Sunday, January 17, 2010

NYT set to further reduce its relevance

NYT to begin charging for online subscriptions

One commenter to this story wrote:

"The NY Times is an incredible newspaper."

I certainly agree with that statement, though not in the way he meant it. Their credibility certainly isn't what it used to be. Leftists love them. Most other people either distrust or ignore them, and for good reason. The Times is the poster-child for the leftist corruption of what some call the Mainstream Media. That isn't to say that every article is leftist propaganda, but enough articles are that the paper as a whole is made suspect. In addition to the articles that attempt to persuade rather than inform (and I don't mean op-ed either), there is the perpetual question of what they're NOT telling you. If the Times is unable spin a story to their liking, they simply ignore it.

Growing distrust has lead to reduced readership. They try to blame this on the internet, but that argument falls apart when one looks at other papers whose circulation is either stable or growing. There are only so many leftists to sell papers to, and the Times already has that market saturated. The farther out in left field they go, the fewer people are going to buy their paper.

If they adopt a model that restricts open access to their content, bloggers will simply go elsewhere. This may be the point. Right now the Times is regularly called to task by citizen journalists for its lack of honesty. Not only does that criticism sting, but it further damages their brand, which over the long run determines the paper's continued relevance. By limiting access, they limit criticism. The problem is that when you limit criticism by hiding from your critics, you cease to be relevant to anyone who isn't a fanboy.

One might argue that the paper should seek to improve its quality by hiring those with a commitment to honesty and objectivity. The problem is that such people don't go to journalism school. At the very least they don't graduate from it. You can't hire people who don't exist. The Times would have to begin hiring people from other backgrounds, and that would provoke the ire of the Journalism school grads who won't appreciate having their educational credentials devalued like that.

Saturday, January 9, 2010

The Road

The Road

I appreciated this movie, but the kid was annoying.

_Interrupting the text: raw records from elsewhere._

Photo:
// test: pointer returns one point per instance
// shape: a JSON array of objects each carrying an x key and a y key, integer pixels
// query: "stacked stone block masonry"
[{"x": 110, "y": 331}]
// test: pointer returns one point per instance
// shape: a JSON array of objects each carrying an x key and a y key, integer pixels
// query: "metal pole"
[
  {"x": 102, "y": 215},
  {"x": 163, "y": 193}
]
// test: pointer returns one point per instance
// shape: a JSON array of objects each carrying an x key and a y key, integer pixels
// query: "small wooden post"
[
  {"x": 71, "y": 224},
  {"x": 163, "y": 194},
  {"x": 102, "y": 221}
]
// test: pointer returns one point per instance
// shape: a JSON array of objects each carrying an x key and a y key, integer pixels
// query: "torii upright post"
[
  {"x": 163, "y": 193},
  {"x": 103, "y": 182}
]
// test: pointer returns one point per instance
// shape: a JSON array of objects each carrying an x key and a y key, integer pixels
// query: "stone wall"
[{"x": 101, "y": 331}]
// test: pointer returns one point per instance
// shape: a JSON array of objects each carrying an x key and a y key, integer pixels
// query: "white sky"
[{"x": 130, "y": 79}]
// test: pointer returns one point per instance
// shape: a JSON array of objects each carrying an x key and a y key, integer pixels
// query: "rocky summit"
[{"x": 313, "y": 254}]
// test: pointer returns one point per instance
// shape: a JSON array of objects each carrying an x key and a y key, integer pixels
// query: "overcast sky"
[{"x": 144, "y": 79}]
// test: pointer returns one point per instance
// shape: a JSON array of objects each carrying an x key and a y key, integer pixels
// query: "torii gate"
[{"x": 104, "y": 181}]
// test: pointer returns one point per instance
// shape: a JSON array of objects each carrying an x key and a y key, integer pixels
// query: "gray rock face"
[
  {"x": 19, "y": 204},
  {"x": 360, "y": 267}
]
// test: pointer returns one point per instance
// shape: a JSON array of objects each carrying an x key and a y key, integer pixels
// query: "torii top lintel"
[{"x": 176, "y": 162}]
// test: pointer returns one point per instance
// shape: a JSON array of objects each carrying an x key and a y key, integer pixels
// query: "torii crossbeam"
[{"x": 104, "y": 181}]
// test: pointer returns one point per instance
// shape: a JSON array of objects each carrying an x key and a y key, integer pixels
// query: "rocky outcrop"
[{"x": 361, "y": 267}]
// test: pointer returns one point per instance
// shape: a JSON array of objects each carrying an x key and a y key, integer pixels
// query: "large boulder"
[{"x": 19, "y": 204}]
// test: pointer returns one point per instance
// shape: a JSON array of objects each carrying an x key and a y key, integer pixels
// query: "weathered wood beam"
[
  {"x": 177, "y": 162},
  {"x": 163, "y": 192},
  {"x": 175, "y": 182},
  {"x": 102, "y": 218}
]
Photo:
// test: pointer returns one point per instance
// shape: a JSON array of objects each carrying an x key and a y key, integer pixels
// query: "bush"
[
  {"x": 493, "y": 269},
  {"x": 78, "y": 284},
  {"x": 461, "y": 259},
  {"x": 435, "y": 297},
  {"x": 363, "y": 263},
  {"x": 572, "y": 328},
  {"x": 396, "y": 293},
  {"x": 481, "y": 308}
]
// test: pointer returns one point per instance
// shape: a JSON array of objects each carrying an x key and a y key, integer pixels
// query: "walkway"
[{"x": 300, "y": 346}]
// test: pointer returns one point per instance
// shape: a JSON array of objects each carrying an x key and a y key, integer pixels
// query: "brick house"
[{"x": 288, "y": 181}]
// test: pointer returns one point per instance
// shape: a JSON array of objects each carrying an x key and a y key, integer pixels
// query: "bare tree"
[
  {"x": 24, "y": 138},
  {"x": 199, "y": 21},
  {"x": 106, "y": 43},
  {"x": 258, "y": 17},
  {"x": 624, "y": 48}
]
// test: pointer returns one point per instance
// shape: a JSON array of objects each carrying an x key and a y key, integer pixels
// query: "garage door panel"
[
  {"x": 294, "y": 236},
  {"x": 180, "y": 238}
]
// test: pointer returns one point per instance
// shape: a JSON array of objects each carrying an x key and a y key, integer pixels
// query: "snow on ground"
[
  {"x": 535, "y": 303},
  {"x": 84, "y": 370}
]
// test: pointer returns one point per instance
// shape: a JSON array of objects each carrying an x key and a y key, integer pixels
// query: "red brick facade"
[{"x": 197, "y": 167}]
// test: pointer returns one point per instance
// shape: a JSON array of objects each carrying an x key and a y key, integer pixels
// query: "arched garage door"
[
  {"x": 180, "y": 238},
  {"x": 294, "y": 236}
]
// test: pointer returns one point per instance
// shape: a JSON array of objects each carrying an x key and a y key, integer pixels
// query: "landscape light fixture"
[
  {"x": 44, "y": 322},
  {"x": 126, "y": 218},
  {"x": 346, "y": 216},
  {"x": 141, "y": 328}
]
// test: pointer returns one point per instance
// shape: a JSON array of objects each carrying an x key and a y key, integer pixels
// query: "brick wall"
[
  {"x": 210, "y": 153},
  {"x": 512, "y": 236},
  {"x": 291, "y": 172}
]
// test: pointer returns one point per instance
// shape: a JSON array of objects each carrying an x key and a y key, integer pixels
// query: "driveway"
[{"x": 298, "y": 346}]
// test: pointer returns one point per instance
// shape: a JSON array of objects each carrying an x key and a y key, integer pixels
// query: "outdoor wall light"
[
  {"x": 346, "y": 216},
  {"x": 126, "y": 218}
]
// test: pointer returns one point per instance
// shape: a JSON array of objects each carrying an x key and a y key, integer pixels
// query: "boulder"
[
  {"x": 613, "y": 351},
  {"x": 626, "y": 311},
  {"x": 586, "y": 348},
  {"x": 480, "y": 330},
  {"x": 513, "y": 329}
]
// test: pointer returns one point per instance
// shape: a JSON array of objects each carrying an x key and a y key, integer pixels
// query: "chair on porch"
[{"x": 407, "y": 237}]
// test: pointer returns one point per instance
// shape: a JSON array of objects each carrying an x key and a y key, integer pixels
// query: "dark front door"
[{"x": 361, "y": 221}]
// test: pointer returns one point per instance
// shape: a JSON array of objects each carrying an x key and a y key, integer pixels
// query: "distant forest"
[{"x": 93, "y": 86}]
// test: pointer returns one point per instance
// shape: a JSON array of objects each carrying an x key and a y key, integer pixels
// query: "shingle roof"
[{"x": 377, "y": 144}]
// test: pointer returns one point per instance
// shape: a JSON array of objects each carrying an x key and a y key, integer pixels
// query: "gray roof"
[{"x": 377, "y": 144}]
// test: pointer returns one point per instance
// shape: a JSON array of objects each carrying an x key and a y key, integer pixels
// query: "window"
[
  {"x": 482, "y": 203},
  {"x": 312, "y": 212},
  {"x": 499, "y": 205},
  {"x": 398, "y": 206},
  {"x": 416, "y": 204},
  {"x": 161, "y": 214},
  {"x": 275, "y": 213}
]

You would think that having been born into a world of decay and cannibalism, he wouldn't whine so much. You would also think that he would know when to be absolutely silent, like when a clan of cannibals is lurking downstairs. His "poppa! poppa!" routine made me want to reach through the screen and smack him.

His behavior would have made sense had he been a suburban rugrat uprooted from his world of peace and security and dropped into a post-apocalyptic hell. But he was BORN into this world, which made his behavior seem false and out of place. I hate stories that portray children as helpless by virtue of their youth alone. I dare say that a kid born into a world such as that one, who had managed to survive to the age of ten, would give most green berets a run for their money.

Viggo Mortensen's character as the wary and grimly determined father working to protect his son alive made a lot more sense to me.

Thursday, January 7, 2010

Racism rears its ugly head again

Chicago Police scrap entrance exam

This is ridiculous racist nonsense. Hiring and promotion policies should be color-blind. Anyone and everyone should have the same opportunity. If "minorities" aren't pursuing a career in law enforcement, then how does compromising the integrity of the recruitment process make the job more attractive to them? If someone came along and told me that they'd lowered the standards of admission to a school or job so that I would qualify, I'd be angry and insulted. Yet time and time again I see this condescending crap being pushed by racists. Do they really expect a self-respecting "minority" to respond favourably to this? Why would anyone want to work someplace where their competence would always be in question because people with their shade of skin are not held to the same standard as everyone else?

Giving someone a job based on the color of their skin is a violation of the civil rights act of 1964. You would think that law enforcement agencies would be especially careful to actually follow the law.

Race is a social construct. There is no relationship between color and competence. Those who pretend otherwise are racists.